Three Decades: George Barks’ TM Racing USA
Industry veteran remains committed to iconic brand
Loyalty and commitment are important words in motorsports, and they’re highly revered for the simple reason that in the never-ending search for speed and performance, they’re not easily found. California’s George Barks has been a fixture in American karting for over three decades, and he’s also been an importer and distributor for TM Racing since 1990. That’s over three decades with a single manufacturer. Barks’ dedication and focus to the TM brand is his calling card and, from his Redondo Beach, CA shop, he supplies many of the sport’s leading engine builders, like Darcy DeCoste, Ron White, and SwedeTech.
As the owner/operator and sole proprietor of TM Racing USA, Barks has had a lifelong passion for auto racing. Born and raised in Hermosa Beach, George’s interest in racing was sparked by his older brother Guss, who started drag racing in 1949. The Santa Ana drag strip, which is now the John Wayne Airport, served as their early racing grounds until its closure in 1955. The famous Lions drag strip in Long Beach, situated at 223rd and Alameda Street, became their new racing venue when it opened in 1956. In his high school years in the early 60s, George built his first go-kart and equipped it with a McCulloch chainsaw motor. This early endeavor ignited his enthusiasm for karting, as they ran at a track near the famed Ascot Park.
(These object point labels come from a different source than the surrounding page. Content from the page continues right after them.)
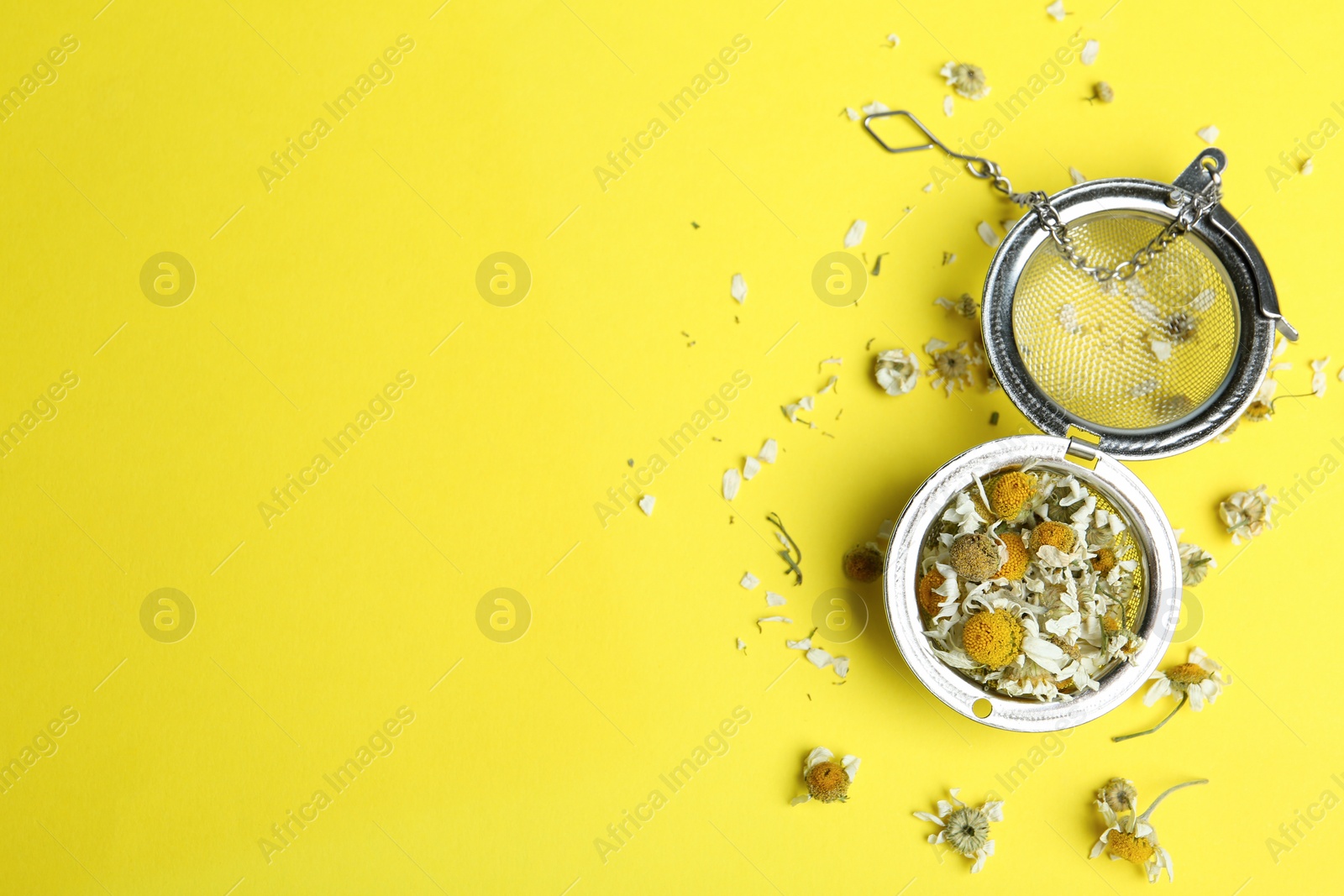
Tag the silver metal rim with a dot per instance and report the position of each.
(1163, 584)
(1223, 239)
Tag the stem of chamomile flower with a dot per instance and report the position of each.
(1140, 734)
(1166, 793)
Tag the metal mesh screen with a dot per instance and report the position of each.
(1131, 355)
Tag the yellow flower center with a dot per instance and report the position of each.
(1008, 495)
(828, 782)
(994, 638)
(1135, 849)
(1105, 560)
(924, 594)
(1187, 673)
(1053, 533)
(1015, 567)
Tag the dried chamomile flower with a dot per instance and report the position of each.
(965, 828)
(1132, 837)
(976, 557)
(967, 80)
(1200, 680)
(897, 371)
(828, 781)
(952, 365)
(1247, 513)
(1195, 563)
(964, 307)
(1120, 794)
(864, 563)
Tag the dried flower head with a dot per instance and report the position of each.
(1247, 513)
(828, 781)
(1057, 535)
(1010, 493)
(1120, 794)
(1200, 680)
(965, 828)
(967, 80)
(952, 365)
(864, 563)
(1133, 839)
(1195, 563)
(897, 371)
(974, 557)
(994, 640)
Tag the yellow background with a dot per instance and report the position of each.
(312, 296)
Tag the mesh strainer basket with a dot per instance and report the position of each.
(1128, 320)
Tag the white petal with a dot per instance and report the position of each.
(855, 234)
(739, 288)
(732, 483)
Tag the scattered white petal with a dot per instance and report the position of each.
(988, 234)
(732, 483)
(855, 234)
(739, 288)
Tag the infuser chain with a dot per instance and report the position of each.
(1191, 206)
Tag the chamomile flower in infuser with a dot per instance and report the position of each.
(897, 371)
(1200, 680)
(828, 781)
(965, 828)
(1132, 837)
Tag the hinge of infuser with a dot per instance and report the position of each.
(1082, 445)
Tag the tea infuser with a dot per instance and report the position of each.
(1128, 320)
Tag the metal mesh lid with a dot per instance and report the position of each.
(1152, 364)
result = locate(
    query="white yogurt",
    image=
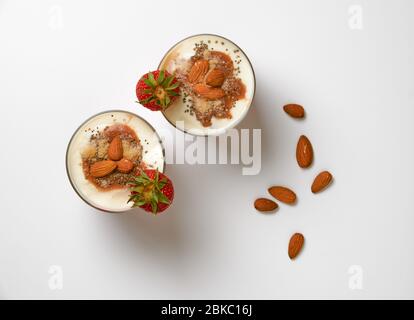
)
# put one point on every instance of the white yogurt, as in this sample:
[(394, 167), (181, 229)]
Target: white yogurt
[(152, 156), (181, 53)]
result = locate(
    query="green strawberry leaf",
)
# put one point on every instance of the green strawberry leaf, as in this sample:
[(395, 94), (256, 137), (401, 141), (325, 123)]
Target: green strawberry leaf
[(152, 79), (161, 77)]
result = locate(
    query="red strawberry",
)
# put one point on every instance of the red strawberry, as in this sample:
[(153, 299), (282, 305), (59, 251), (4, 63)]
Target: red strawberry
[(152, 191), (157, 90)]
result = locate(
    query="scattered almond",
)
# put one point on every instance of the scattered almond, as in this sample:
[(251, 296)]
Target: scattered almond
[(208, 92), (198, 71), (304, 152), (102, 168), (321, 181), (125, 166), (263, 204), (283, 194), (294, 110), (215, 78), (295, 245), (115, 150)]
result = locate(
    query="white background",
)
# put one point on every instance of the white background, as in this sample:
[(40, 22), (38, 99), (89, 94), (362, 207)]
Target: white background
[(358, 90)]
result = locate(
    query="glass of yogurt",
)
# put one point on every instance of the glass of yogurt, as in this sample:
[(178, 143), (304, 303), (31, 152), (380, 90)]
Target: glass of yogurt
[(217, 84), (105, 152)]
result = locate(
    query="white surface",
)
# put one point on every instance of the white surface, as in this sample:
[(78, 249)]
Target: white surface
[(152, 155), (358, 90), (179, 55)]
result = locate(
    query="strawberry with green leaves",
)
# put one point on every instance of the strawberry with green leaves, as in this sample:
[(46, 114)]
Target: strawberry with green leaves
[(157, 90), (152, 191)]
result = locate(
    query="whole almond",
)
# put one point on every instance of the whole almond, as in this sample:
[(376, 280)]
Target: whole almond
[(198, 71), (215, 78), (208, 92), (294, 110), (102, 168), (283, 194), (304, 152), (264, 205), (125, 166), (295, 245), (115, 150), (321, 181)]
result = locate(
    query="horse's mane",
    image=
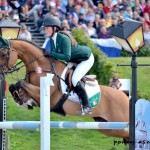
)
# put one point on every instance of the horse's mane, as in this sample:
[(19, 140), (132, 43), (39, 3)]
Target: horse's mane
[(30, 42)]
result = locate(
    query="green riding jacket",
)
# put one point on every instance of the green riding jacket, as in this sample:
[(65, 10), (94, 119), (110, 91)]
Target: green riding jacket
[(66, 52)]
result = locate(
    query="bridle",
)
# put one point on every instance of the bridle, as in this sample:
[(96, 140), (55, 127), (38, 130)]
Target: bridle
[(5, 67), (6, 70)]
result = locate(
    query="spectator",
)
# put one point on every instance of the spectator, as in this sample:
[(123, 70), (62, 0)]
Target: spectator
[(38, 7), (24, 33), (85, 8), (109, 7), (90, 16), (61, 10), (77, 10), (65, 26), (115, 12), (74, 23), (131, 4), (79, 2), (102, 22), (99, 10), (84, 28), (136, 16), (97, 23), (108, 19), (6, 8), (15, 6), (91, 30), (143, 4), (128, 14), (123, 6), (114, 82), (1, 15), (146, 34), (147, 8), (69, 18), (70, 6), (16, 19), (138, 8), (82, 19), (114, 24), (146, 19), (52, 8), (104, 33), (24, 6)]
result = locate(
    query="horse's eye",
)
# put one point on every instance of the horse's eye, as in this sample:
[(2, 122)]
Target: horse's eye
[(2, 55)]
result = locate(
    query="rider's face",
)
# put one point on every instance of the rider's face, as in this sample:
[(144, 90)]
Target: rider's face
[(48, 31)]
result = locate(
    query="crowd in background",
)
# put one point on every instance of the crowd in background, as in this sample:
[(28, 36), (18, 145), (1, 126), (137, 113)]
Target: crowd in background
[(95, 17)]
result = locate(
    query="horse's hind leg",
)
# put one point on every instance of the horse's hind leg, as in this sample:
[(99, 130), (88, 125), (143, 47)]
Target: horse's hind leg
[(33, 91)]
As George grew older, he and his brothers continued to follow and participate in various forms of auto racing.
Fast forward to 1988 and George attended the Long Beach Grand Prix INDYCAR race. It was during this event that he discovered the Jim Hall Kart Driving School, which had a booth at the LBGP Convention Center. George’s son had the opportunity to attend the driving school and thoroughly enjoyed the experience. Inspired by his son’s interest, George purchased a used go-kart – a KT100-powered Bug – and began participating in karting events. They raced at the legendary Adams Kart Track, as well as Oxnard, which was part of the California circuit. His son’s natural talent and dedication led him to become deeply involved in the emerging shifter kart category.
During this time, the kart shop that George frequented started importing air-cooled TM gearbox motors from Italy, which were becoming increasingly popular in the sport. However, the shop later decided to switch to Honda CR125 motors, a move George was not keen on. Determined to continue using TM motors, he visited the factory in 1990 and began importing TM motors independently. This marked the birth of TM Racing USA.
George’s dedication to karting extended beyond his personal pursuits. He recognized the benefits of TM’s motocross motors, particularly their cost-effectiveness and superior performance, and sought to have them approved for racing in the United States. He approached various sanctioning bodies, including International Kart Federation, World Karting Association, and Superkarts! USA, presenting the TM motocross motor package and demonstrating its advantages. Despite resistance from those supporting Japanese motors, who feared competition, George successfully convinced the sanctioning bodies to allow TM motocross motors in the shifter class. By the year 1999, TM motocross motors were approved for racing in all major karting events in the United States.
Now almost 25 years down the road for those initial days, TM Racing USA continues to thrive, selling a significant number of motocross motors and purpose-built TM Kart motors across the country. These days, it’s all about the KZ and OK-N motors here in the United States. These Italian-made motors became the industry standard, providing karting enthusiasts with enhanced performance and convenience.
Through his dedication to the sport and his advocacy for TM Kart motors, Barks played a pivotal role in shaping the karting landscape in the United States. His passion for racing and commitment to providing cost-effective, high-performance motors have made TM Racing USA a respected name in the karting community.